All low-speed devices were generally attached to the UNIBUS of one of the PDP-11 front ends (which could also be attached via a DL10); although the I Bus provided by a DIA20 was also an option.

Construction

There were two main packaging families: those used for the DECsystem-10, which used tall, medium-width cabinets like those of the KA10 and KI10, in the same turquoise blue as the latter; and the DECSYSTEM-20, which were shorter and wider and painted cream and orange.

The CPU, front end, and I/O controllers were accommodated in a set of three racks (or four, for some DECSYSTEM-20s); one to hold the CPU, one for the front-end, and one for all the I/O. The E Box and the M Box were both on the main backplane, in the CPU cabinet. The DMA20, DIA20, DTE20s and RH20s were all accommodated on backplanes in the second, I/O, cabinet; the first two were on a single backplane, and the latter two on another.

Versions

There were a number of variants over the lifetime of the KL10; the situation is confusing because there appear to be three different, somewhat orthogonal, namespaces for KL10 variants:

  • CPU hardware variants (-PA, -PV and -PW);
  • informal internal names for CPU variations ('Model A', 'Model B');
  • KL10 'models' (-A through -E, and -R).

As far as is known, 'Model A' is an internal aphorism for -PA, and 'Model B' for -PV; the two are described in a DEC document as:

  • "KL10-PA - A basic ECL processor with slots for cache and internal channels. Unofficially .. referred to as the Model A machine."
  • "KL10-PV - A KL10-PA which has been modified to include extended addressing, more extensive microcode, and a faster clock. Unofficially .. referred to as the Model B machine."

The KL10-PV supported the 'Extended' PDP-10 architecture, with support for multiple 'sections' (256K-word address spaces), available to both the kernel and the user (although apparently only TOPS-20 supported the latter). The earlier machines could be field upgraded to a -PV, but it apparently needed a modified/new backplane.

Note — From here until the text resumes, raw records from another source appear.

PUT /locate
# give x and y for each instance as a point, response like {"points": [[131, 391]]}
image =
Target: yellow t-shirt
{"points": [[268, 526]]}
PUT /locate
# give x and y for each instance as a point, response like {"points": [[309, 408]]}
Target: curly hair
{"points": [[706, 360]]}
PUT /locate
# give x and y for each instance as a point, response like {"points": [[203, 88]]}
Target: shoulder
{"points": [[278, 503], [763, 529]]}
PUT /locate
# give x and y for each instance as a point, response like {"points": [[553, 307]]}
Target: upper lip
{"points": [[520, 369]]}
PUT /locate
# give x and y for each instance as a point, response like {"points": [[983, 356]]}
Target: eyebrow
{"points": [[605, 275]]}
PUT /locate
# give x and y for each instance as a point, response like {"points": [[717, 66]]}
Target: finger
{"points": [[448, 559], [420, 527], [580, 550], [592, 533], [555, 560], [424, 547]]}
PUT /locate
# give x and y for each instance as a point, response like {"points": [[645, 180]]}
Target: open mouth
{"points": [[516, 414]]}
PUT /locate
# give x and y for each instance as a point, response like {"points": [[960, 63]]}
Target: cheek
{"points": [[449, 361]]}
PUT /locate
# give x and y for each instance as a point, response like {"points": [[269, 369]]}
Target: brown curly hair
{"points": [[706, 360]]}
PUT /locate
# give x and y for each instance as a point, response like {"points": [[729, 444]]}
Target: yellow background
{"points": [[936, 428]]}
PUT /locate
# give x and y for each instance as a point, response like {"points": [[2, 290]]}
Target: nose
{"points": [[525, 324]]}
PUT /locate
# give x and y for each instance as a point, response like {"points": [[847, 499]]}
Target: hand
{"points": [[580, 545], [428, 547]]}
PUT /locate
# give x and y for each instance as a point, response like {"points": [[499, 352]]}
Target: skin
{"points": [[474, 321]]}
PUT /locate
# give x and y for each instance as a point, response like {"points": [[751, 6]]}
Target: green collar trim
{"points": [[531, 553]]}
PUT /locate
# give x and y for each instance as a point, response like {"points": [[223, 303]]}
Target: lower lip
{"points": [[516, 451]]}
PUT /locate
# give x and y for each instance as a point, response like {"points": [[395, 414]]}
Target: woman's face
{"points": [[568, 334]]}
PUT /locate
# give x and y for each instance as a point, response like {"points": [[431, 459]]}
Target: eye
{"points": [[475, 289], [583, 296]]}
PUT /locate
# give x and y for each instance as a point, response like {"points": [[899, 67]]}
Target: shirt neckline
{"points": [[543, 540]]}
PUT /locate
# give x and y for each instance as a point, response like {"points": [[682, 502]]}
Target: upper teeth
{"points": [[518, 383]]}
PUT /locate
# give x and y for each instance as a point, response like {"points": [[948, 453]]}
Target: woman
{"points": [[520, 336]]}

Substitution/addition of the later MCA25 cache produced the KL10-PW; the resulting machine was named the 'Model C' by some.

Many of the 'models' (e.g. 'KL10-C' and 'KL10-D') appear to be names for particular configurations (with various options, such as the DMA20 and DIA20); here is a DEC table which (hopefully authoritatively) defines them:

Model PV Cache Int Chans Max DTEs Max RH20s DIA DMA
KL10-A No Yes No 1 0 Yes Yes
KL10-B No Yes Yes 4 8 Yes Yes
KL10-C No Optional Yes 4 8 No No
KL10-D Yes Yes Yes 4 8* Yes Yes
KL10-E Yes Optional Yes 4 8* Optional Optional
KL10-R Yes Optional Yes 4 8* Optional Optional

(*: Maximum 4 RH20s if a CI20 or NIA20 is installed, as those use the slots for RH4-7 in the RH20 backplane.)

The 'KL10-R' appears to be a KL10-E in a new cabinet design, one compliant with newer FCC RFI emissions standards; but it may also refer to systems with the MCA25.

Note that the early KL10-A only supported a single DTE20, and no RH20s, and it was the later KL10-B and up (the first two also with the Model A CPU), which supported up to 4 DTE20s and up to 8 RH20s. This is because the I/O backplanes in the second bay of the CPU differed in the KL10-B and up, to support the larger I/O configuration. (The DTE20 backplane differed between the two.) The KL10-A was intended to replace KA10 and KI10 processors, hence the lack of support for RH20s, etc.

One significant division between KL-based systems is between those with an external memory bus, and those with an internal memory bus (the native S Bus).

The DEC numeric model numbers - a fourth namespace - are even more confused, since a 1090 could be either a "KL10-B(PA) or KL10-D(PV)"; similarly, the 2040 and 2050 could be a "KL10-C(PA) or KL10-E(PV)".

Well-known KL10's

There was a single KL10 ITS machine, MIT-MC, a very early Model A. It was later renamed to MX after a KS10 took the 'MC' identity, and was finally shut down in 1988; it is now in storage at the Living Computer Museum.

The SAIL (or SU-AI) timesharing system — WAITS — main computer was a KL10 from 1976 to 1991. In 1983, it was upgraded from a model A to a model B CPU. Near the end, failing isolation in the backplane was fixed by inserting toothpicks.